DEMİRTAŞ, HALKIN İÇİNDEN BİR LİDER

Edirne Cezaevinde rehin tutulan cumhurbaşkanı adayı Selahattin Demirtaş’ın durumuna ilişkin de konuşan Akat, ülkeyi yönetenlerin bile cezaevi koşulları içerisinde bir seçim kampanyası yürütmenin mümkün olmadığını bildiklerini söyledi.

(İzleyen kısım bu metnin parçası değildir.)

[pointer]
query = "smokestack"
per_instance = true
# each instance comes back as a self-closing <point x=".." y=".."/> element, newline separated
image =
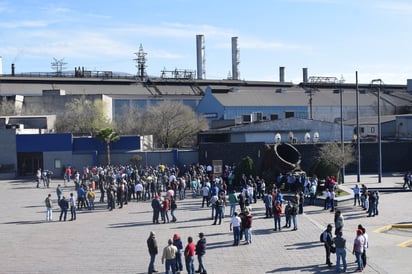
<point x="305" y="75"/>
<point x="235" y="59"/>
<point x="200" y="54"/>
<point x="281" y="74"/>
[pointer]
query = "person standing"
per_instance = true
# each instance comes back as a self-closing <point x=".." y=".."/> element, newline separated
<point x="64" y="205"/>
<point x="365" y="246"/>
<point x="49" y="208"/>
<point x="232" y="202"/>
<point x="338" y="221"/>
<point x="248" y="227"/>
<point x="190" y="256"/>
<point x="293" y="214"/>
<point x="59" y="192"/>
<point x="235" y="226"/>
<point x="340" y="244"/>
<point x="72" y="202"/>
<point x="177" y="242"/>
<point x="169" y="257"/>
<point x="277" y="212"/>
<point x="200" y="252"/>
<point x="218" y="210"/>
<point x="157" y="207"/>
<point x="173" y="207"/>
<point x="91" y="196"/>
<point x="356" y="195"/>
<point x="358" y="248"/>
<point x="153" y="250"/>
<point x="328" y="242"/>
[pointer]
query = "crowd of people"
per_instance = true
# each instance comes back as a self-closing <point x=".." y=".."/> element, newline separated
<point x="164" y="186"/>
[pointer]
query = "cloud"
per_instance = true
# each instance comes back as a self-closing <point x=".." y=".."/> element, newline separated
<point x="24" y="24"/>
<point x="395" y="7"/>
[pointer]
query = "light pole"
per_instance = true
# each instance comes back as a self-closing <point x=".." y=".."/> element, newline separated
<point x="379" y="81"/>
<point x="342" y="143"/>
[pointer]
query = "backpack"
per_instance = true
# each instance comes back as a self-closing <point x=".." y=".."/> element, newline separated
<point x="321" y="237"/>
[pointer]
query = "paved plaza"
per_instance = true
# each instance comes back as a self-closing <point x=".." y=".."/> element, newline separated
<point x="103" y="241"/>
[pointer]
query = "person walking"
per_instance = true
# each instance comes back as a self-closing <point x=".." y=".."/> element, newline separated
<point x="328" y="242"/>
<point x="177" y="242"/>
<point x="248" y="227"/>
<point x="169" y="257"/>
<point x="293" y="214"/>
<point x="235" y="226"/>
<point x="153" y="250"/>
<point x="200" y="252"/>
<point x="64" y="205"/>
<point x="339" y="221"/>
<point x="72" y="202"/>
<point x="365" y="245"/>
<point x="277" y="212"/>
<point x="340" y="244"/>
<point x="190" y="256"/>
<point x="358" y="248"/>
<point x="49" y="208"/>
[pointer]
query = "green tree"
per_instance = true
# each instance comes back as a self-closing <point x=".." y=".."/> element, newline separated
<point x="108" y="135"/>
<point x="82" y="115"/>
<point x="245" y="166"/>
<point x="172" y="124"/>
<point x="331" y="156"/>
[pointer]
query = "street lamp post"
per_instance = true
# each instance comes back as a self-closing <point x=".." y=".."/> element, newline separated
<point x="379" y="81"/>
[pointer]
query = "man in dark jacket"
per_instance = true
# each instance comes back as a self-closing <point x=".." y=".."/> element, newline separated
<point x="200" y="252"/>
<point x="152" y="246"/>
<point x="156" y="206"/>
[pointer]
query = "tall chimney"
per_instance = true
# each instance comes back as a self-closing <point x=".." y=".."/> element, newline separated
<point x="235" y="59"/>
<point x="281" y="74"/>
<point x="305" y="75"/>
<point x="200" y="54"/>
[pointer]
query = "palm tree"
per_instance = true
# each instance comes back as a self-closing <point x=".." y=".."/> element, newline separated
<point x="108" y="135"/>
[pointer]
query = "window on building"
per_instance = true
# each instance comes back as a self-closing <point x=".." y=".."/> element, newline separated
<point x="289" y="114"/>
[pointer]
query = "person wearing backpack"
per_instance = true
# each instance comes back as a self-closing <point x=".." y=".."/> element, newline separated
<point x="326" y="238"/>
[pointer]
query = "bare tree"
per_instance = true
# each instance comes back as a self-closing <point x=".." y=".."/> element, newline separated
<point x="82" y="115"/>
<point x="331" y="154"/>
<point x="7" y="108"/>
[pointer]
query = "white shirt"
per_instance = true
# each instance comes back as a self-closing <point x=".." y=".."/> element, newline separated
<point x="236" y="221"/>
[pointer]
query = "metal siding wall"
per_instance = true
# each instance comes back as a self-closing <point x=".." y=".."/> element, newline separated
<point x="43" y="142"/>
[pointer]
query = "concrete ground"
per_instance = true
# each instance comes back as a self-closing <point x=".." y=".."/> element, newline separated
<point x="103" y="241"/>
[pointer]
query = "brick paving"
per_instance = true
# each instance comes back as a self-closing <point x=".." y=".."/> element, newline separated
<point x="103" y="241"/>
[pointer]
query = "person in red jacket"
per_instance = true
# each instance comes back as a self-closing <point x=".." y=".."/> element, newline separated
<point x="190" y="256"/>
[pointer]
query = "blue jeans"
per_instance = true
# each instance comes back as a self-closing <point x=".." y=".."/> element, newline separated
<point x="179" y="265"/>
<point x="236" y="235"/>
<point x="248" y="235"/>
<point x="358" y="256"/>
<point x="295" y="222"/>
<point x="277" y="222"/>
<point x="340" y="254"/>
<point x="170" y="265"/>
<point x="151" y="263"/>
<point x="190" y="265"/>
<point x="172" y="212"/>
<point x="232" y="208"/>
<point x="201" y="266"/>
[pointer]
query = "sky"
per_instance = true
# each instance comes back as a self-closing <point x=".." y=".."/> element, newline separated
<point x="331" y="38"/>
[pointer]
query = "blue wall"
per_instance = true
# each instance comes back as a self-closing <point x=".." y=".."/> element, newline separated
<point x="43" y="142"/>
<point x="65" y="142"/>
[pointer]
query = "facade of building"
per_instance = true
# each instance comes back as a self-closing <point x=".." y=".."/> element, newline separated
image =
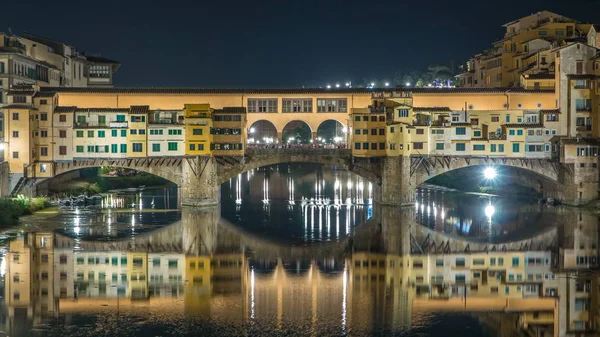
<point x="526" y="50"/>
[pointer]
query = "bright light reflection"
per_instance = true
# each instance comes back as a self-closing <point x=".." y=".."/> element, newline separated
<point x="489" y="210"/>
<point x="489" y="173"/>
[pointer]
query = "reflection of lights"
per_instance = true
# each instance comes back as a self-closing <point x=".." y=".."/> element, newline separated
<point x="489" y="173"/>
<point x="489" y="210"/>
<point x="252" y="294"/>
<point x="344" y="289"/>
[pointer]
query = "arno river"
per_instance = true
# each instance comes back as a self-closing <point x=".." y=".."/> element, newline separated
<point x="299" y="250"/>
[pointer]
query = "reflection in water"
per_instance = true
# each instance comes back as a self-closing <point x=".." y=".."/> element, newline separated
<point x="301" y="202"/>
<point x="481" y="218"/>
<point x="198" y="276"/>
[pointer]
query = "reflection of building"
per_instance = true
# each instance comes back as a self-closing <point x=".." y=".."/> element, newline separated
<point x="368" y="290"/>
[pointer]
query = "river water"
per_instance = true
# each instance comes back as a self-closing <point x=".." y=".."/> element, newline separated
<point x="293" y="250"/>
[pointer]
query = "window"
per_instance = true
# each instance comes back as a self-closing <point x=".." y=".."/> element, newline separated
<point x="137" y="147"/>
<point x="331" y="105"/>
<point x="297" y="105"/>
<point x="262" y="105"/>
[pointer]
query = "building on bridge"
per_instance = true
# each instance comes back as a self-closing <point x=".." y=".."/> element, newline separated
<point x="63" y="126"/>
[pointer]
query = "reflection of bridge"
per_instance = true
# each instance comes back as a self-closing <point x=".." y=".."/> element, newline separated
<point x="395" y="178"/>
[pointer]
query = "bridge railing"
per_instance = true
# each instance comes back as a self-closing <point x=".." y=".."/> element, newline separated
<point x="298" y="151"/>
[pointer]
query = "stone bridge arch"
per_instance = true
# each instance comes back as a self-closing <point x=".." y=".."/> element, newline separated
<point x="364" y="167"/>
<point x="166" y="168"/>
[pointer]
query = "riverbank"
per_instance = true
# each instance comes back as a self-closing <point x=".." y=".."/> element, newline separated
<point x="12" y="209"/>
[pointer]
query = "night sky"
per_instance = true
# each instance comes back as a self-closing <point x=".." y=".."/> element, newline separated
<point x="275" y="43"/>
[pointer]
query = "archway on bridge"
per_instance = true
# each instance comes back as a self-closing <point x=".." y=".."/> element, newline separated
<point x="297" y="132"/>
<point x="332" y="131"/>
<point x="262" y="132"/>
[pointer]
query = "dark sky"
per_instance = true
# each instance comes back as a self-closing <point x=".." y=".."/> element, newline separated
<point x="220" y="43"/>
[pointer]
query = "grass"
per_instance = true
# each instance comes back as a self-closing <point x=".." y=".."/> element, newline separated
<point x="13" y="208"/>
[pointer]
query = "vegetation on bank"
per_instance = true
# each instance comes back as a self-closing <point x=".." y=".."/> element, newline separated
<point x="96" y="181"/>
<point x="13" y="208"/>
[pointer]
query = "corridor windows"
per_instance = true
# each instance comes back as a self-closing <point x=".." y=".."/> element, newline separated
<point x="297" y="105"/>
<point x="262" y="105"/>
<point x="332" y="105"/>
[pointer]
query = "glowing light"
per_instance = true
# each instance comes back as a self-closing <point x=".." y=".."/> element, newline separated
<point x="490" y="173"/>
<point x="489" y="210"/>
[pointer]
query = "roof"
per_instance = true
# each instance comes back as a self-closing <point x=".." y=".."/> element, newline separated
<point x="44" y="94"/>
<point x="580" y="141"/>
<point x="539" y="76"/>
<point x="19" y="106"/>
<point x="550" y="111"/>
<point x="100" y="59"/>
<point x="524" y="125"/>
<point x="432" y="109"/>
<point x="139" y="109"/>
<point x="231" y="109"/>
<point x="191" y="91"/>
<point x="63" y="109"/>
<point x="582" y="76"/>
<point x="20" y="92"/>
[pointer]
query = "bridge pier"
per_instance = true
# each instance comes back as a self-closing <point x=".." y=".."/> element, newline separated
<point x="397" y="186"/>
<point x="200" y="185"/>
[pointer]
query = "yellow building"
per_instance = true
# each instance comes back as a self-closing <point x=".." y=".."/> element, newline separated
<point x="198" y="124"/>
<point x="136" y="138"/>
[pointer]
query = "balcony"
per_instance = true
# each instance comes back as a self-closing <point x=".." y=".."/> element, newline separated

“Selahattin Bey’in kendisinin de ifade ettiği gibi, bir halka kendini alternatif olarak sunan lider vardır bir de halkın içinden çıkmış bir lider vardır. Aradaki fark budur” diyen Akat, konuşmasını şu sözlerle sürdürdü: “Halkla aynı şeyi düşünüyor, pratikleştiriyor ve savunuyorsanız bu sizi farklı kılar. Selahattin Bey dört duvar arasında olabilir, ama onun inanmış olduğu değerler olan demokratik ulus, ortak eşit bir yaşam her yerde savunulacak değerlerdir. Bunu inşa etmenin yolu yöntemi vardır. Daha fazla demokrasi ve cumhuriyetin demokratikleşmesi söz konusudur. Selahattin Bey’in inanmış olduğu değerler, bugün halk tarafından sokaklarda ve meydanlarda ifade ediliyor. Sandıkta da mührü vurulacaktır.”

‘HALKIN ÖNCÜLERİ ZİNDAN DA OLSA NE YAZAR’

Akat, konuşmasını şu sözlerle tamamladı: “Selahattin Bey kendisini bu halka bir lider olarak sunmuyor, halk kendi içinden bir lider çıkarıyor. Türkiye siyaseti buna yabancı olduğu için bunu anlayıp kavrayabilmesi zaman alan bir gerçekliktir. Şu an eminim birçok stratejiysen bunun için kafa yormuştur, bunu nasıl yıkabiliriz diye. Ama Batman bugün buna en büyük cevabı vermiştir, öncüleri hepsi dört duvar arasında olsa ne yazar. Zindan ayağının ve halkın dışarıda bir arada olması çok açık bir gerçektir. Kaldı ki zindan da bir tek arkadaşımız, yoldaşımız kalıncaya kadar da hiçbirimiz özgür değiliz. Bu da bir gerçekliktir.”